En fin de mois, les discussions n’avaient pas abouti, et les députés irakiens n’étaient toujours pas parvenus à s’accorder sur un texte à soumettre au vote…

C’est dans ce contexte de relations tendues entre GRK et gouvernement fédéral que le ministre irakien de la Santé a annoncé le 1er février la réception fin février de 2,5 à 3 millions de doses de vaccin anti-COVID. Ces doses Pfizer-BioNTech, AstraZeneca-Oxford et Sinopharm seront administrées en priorité au personnel soignant, aux forces de sécurité, aux personnes âgées et aux malades chroniques. Au Kurdistan, nombreux se sont interrogés, comme ce journaliste kurde écrivant sur le site libanais Daraj: «Bagdad donnera-t-il ou non à Erbil sa part de vaccins?». Sur le même site, un porte-parole du ministère irakien de la Santé, Saïf Badr, tentait de rassurer: «Le Kurdistan aura sa part […] en proportion de sa population, qui lui sera distribuée de la même façon que les médicaments et les équipements médicaux qu’il reçoit du ministère fédéral». Selon les derniers chiffres du ministère, l’Irak comptait alors plus de 620.000 contaminations et environ 13.000 décès sur 38 millions d’habitants (Courrier International). Le 22, le GRK a annoncé restreindre de nouveau les déplacements avec le reste du pays, après qu’Erbil a enregistré pour la première fois 19 cas du variant britannique du virus, accompagnant une remontée des contaminations. Alors que l’Irak décidait d’un nouveau couvre-feu partiel, le Kurdistan comptait à cette date 107.933 contaminations et 3.508 décès, pour 103.011 guérisons depuis le début de l’épidémie (Rûdaw).

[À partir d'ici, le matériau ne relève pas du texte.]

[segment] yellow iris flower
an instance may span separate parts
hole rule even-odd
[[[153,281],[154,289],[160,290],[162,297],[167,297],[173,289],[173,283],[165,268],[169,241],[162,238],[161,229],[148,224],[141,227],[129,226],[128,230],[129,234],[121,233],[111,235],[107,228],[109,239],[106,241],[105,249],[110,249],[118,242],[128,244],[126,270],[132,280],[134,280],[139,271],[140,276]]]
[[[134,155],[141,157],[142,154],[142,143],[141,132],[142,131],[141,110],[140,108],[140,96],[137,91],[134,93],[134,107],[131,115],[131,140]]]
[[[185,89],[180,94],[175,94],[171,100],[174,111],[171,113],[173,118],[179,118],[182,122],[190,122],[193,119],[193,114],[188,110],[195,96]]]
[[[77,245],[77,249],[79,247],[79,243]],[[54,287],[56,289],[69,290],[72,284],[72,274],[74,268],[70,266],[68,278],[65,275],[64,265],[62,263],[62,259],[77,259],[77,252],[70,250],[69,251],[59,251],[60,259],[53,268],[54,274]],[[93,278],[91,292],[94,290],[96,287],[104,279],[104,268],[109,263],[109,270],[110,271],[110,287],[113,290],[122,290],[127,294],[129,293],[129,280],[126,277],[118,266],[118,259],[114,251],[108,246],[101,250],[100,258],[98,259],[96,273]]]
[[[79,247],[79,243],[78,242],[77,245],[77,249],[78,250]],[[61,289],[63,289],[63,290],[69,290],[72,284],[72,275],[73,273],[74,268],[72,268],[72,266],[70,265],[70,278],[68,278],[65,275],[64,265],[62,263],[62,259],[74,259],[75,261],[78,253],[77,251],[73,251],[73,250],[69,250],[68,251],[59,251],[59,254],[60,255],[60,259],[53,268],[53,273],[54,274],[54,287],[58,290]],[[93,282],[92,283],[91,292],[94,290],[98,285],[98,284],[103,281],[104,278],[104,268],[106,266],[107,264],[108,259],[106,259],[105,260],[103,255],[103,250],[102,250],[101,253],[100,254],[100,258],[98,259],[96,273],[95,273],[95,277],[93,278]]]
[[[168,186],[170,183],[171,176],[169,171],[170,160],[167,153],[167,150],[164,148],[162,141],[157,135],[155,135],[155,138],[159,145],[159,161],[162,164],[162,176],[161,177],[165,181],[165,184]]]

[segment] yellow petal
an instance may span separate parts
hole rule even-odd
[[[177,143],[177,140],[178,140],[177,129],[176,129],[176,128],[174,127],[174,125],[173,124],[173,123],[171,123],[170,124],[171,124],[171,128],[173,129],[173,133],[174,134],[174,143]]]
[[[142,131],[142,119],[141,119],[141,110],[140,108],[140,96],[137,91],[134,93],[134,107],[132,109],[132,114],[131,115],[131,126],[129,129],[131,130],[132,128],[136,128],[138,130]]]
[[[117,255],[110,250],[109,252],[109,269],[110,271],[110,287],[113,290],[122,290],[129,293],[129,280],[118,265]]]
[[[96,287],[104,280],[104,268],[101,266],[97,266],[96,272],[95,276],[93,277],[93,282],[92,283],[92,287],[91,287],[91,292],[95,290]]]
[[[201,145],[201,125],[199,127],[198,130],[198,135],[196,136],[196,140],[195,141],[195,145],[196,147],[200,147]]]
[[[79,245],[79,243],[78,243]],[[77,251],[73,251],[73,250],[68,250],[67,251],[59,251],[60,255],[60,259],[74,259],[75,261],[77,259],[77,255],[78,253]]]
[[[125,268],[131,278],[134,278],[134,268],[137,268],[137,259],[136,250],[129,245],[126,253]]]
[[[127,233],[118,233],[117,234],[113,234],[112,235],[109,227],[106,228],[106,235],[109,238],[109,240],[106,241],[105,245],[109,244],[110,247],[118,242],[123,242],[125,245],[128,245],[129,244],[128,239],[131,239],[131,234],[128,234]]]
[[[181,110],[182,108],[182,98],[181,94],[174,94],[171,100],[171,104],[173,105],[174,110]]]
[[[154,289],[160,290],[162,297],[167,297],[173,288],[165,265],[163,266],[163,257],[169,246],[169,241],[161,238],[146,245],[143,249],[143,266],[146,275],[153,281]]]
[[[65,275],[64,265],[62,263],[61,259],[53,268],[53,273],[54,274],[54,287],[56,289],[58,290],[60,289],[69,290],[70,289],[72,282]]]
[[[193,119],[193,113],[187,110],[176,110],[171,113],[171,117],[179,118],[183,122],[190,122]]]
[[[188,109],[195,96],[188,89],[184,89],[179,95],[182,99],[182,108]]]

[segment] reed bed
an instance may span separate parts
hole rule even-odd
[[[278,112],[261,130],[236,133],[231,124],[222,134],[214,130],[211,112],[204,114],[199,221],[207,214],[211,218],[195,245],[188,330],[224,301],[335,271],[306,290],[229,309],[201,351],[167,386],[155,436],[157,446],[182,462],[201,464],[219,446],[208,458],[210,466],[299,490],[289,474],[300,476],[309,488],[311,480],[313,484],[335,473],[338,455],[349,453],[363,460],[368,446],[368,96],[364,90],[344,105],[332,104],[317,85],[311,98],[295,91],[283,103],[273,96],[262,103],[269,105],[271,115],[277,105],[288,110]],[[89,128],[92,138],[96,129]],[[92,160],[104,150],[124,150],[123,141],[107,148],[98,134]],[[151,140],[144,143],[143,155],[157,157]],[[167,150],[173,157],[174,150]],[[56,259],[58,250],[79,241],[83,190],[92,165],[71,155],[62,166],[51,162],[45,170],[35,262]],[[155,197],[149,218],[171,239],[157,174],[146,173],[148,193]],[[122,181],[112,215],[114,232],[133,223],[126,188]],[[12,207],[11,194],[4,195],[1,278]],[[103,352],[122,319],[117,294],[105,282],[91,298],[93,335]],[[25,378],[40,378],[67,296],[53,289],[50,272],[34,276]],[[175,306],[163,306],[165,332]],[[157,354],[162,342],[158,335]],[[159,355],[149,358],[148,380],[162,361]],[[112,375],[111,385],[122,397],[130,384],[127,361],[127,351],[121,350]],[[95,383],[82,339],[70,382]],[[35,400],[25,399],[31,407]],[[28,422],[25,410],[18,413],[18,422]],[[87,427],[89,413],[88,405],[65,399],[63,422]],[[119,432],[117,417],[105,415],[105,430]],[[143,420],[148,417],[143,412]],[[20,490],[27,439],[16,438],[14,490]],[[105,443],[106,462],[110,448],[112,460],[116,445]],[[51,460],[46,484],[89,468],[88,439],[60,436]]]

À partir de mi-février, les négociations budgétaires comme la situation sanitaire ont été éclipsées par les violences qui se sont produites au Kurdistan. Il y a eu tout d’abord le 14 l’annonce de la mort dans une grotte de la région de Gare, à une cinquantaine de kilomètres de Dohouk, de treize prisonniers turcs du PKK lors d’une opération militaire de l’armée d’Ankara. Puis le lendemain soir, une quinzaine de roquettes ont été tirées sur l’aéroport international d’Erbil, visant une base aérienne où sont stationnées des troupes américaines. L’attaque a fait un mort, un prestataire civil étranger, et onze blessés, huit prestataires civils, un soldat américain et trois autres civils. Deux des roquettes, tombées sur des quartiers résidentiels de la périphérie de la ville, ont blessé cinq civils, dont l’un est décédé le 22, portant le bilan à deux morts.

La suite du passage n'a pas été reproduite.